Salari medi, l’Italia è penultima tra gli otto Paesi più importanti d’Europa: il dato che fa riflettere
In molti paesi, il tema dei salari è al centro di un acceso dibattito. Quando si parla di retribuzioni, non si tratta solo di numeri, ma di un riflesso concreto del benessere sociale ed economico. In Italia, infatti, la questione del salario medio ha assunto una rilevanza crescente negli ultimi anni, soprattutto alla luce delle dinamiche del mercato del lavoro e delle difficoltà economiche vissute da milioni di lavoratori.

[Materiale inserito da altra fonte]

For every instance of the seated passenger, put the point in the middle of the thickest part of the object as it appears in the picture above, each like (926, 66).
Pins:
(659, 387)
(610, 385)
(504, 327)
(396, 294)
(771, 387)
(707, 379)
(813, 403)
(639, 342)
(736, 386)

Negli ultimi decenni, i salari medi italiani sono stati caratterizzati da una crescita lenta e spesso sotto la media europea, con un aumento che non ha mai tenuto il passo con l’inflazione o con la crescita della produttività. La produttività del lavoro, che misura quanto il lavoro contribuisce al valore creato, è aumentata costantemente, ma ciò non si è tradotto in un miglioramento proporzionale dei salari. Questo divario crescente tra produttività e retribuzioni ha portato a una situazione di stagnazione economica e a una percezione diffusa di insoddisfazione tra i lavoratori.

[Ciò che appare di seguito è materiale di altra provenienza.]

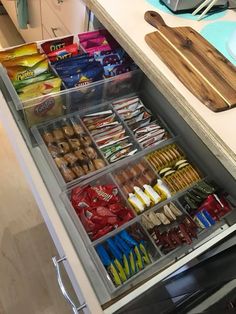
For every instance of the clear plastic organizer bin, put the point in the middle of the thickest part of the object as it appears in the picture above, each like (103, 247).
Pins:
(160, 234)
(53, 105)
(41, 109)
(94, 152)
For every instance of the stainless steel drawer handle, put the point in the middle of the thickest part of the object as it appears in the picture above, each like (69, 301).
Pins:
(54, 29)
(56, 263)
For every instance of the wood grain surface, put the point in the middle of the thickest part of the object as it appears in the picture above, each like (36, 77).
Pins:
(213, 72)
(27, 276)
(28, 279)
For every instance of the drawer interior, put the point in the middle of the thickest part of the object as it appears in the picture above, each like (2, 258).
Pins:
(193, 146)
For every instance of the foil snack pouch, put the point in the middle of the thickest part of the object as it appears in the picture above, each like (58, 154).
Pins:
(24, 50)
(25, 61)
(40, 88)
(21, 73)
(56, 44)
(47, 108)
(39, 78)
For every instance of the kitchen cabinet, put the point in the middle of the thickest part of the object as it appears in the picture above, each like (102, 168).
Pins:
(34, 30)
(164, 100)
(48, 19)
(70, 16)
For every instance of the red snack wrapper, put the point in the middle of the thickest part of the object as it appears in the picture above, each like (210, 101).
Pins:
(99, 209)
(217, 206)
(64, 53)
(57, 44)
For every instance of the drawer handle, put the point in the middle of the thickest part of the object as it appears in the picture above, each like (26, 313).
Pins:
(54, 29)
(56, 263)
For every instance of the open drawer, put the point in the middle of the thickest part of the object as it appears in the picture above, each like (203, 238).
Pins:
(96, 293)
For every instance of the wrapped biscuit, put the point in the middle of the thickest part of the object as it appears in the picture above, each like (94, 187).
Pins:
(142, 196)
(152, 194)
(47, 108)
(23, 50)
(136, 203)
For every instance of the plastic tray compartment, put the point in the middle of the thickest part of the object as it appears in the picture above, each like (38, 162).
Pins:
(52, 105)
(147, 128)
(177, 170)
(103, 115)
(125, 258)
(170, 227)
(97, 206)
(69, 149)
(93, 94)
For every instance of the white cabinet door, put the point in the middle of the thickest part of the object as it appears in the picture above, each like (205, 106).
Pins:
(34, 30)
(71, 13)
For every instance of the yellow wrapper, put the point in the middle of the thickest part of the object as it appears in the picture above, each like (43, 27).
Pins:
(46, 108)
(136, 203)
(25, 61)
(159, 191)
(24, 50)
(39, 89)
(21, 73)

Il dato più allarmante, però, emerge quando confrontiamo l’Italia con gli altri paesi europei. Secondo un recente studio, l’Italia occupa una posizione preoccupante nella classifica dei salari medi tra otto paesi europei: Austria, Belgio, Danimarca, Finlandia, Francia, Germania, Spagna e Svezia. Il salario medio italiano nel 2022 era di 31.530 euro, un dato che colloca il nostro paese al penultimo posto nella graduatoria, precedendo solo la Spagna, che con 31.000 euro chiude la classifica.

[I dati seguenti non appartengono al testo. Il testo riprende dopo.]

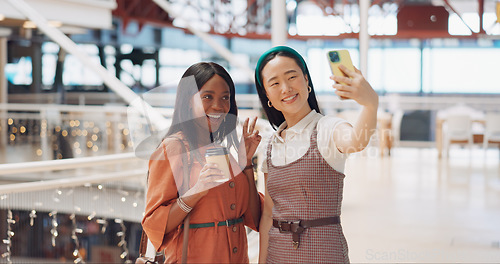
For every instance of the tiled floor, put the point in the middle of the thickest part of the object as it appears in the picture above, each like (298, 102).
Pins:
(413, 207)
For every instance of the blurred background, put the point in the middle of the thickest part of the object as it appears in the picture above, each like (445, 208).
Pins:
(426, 189)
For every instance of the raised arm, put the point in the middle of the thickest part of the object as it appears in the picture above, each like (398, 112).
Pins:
(266, 221)
(350, 139)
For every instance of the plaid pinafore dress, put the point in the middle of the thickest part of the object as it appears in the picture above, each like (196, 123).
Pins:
(306, 189)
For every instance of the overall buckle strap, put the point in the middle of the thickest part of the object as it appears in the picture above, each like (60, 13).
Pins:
(297, 227)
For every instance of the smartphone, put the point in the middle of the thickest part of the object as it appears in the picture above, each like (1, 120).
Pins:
(337, 57)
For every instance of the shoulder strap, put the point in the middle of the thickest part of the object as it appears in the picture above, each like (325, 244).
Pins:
(145, 243)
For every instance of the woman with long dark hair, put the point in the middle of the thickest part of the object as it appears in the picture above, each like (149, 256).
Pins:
(304, 166)
(182, 183)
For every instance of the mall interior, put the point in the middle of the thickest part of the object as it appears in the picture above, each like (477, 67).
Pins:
(84, 82)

Questo dato evidenzia un forte divario rispetto agli altri paesi europei, dove i salari medi si aggirano tra i 41.000 e i 62.000 euro. Ad esempio, il salario medio della Danimarca, che guida la classifica, è oltre 20.000 euro superiore a quello italiano. La differenza diventa ancora più marcata quando si osservano i tassi di crescita dei salari, che in Italia sono tra i più bassi, con un incremento del 13% dal 2010 al 2022. In confronto, paesi come la Svezia hanno visto un aumento del 37% dei salari in questo periodo, mentre la Francia è cresciuta del 23%.
Salari medi, il confronto con la crescita della produttività
Ma non sono solo i numeri dei salari a raccontare una storia preoccupante. La produttività in Italia, infatti, è aumentata, ma non in modo sufficiente da giustificare questo stallo nei redditi dei lavoratori. Dal 2010 al 2022, la produttività del lavoro nel nostro paese è cresciuta mediamente del 3,2% ogni anno, con punte molto più alte nel settore dei servizi (+7,8%) e nel commercio (+16,3%). Tuttavia, nonostante questo incremento, gli utili delle imprese non sono stati reinvestiti adeguatamente, e gran parte di questo valore aggiunto non si è tradotto in maggiori stipendi per i lavoratori.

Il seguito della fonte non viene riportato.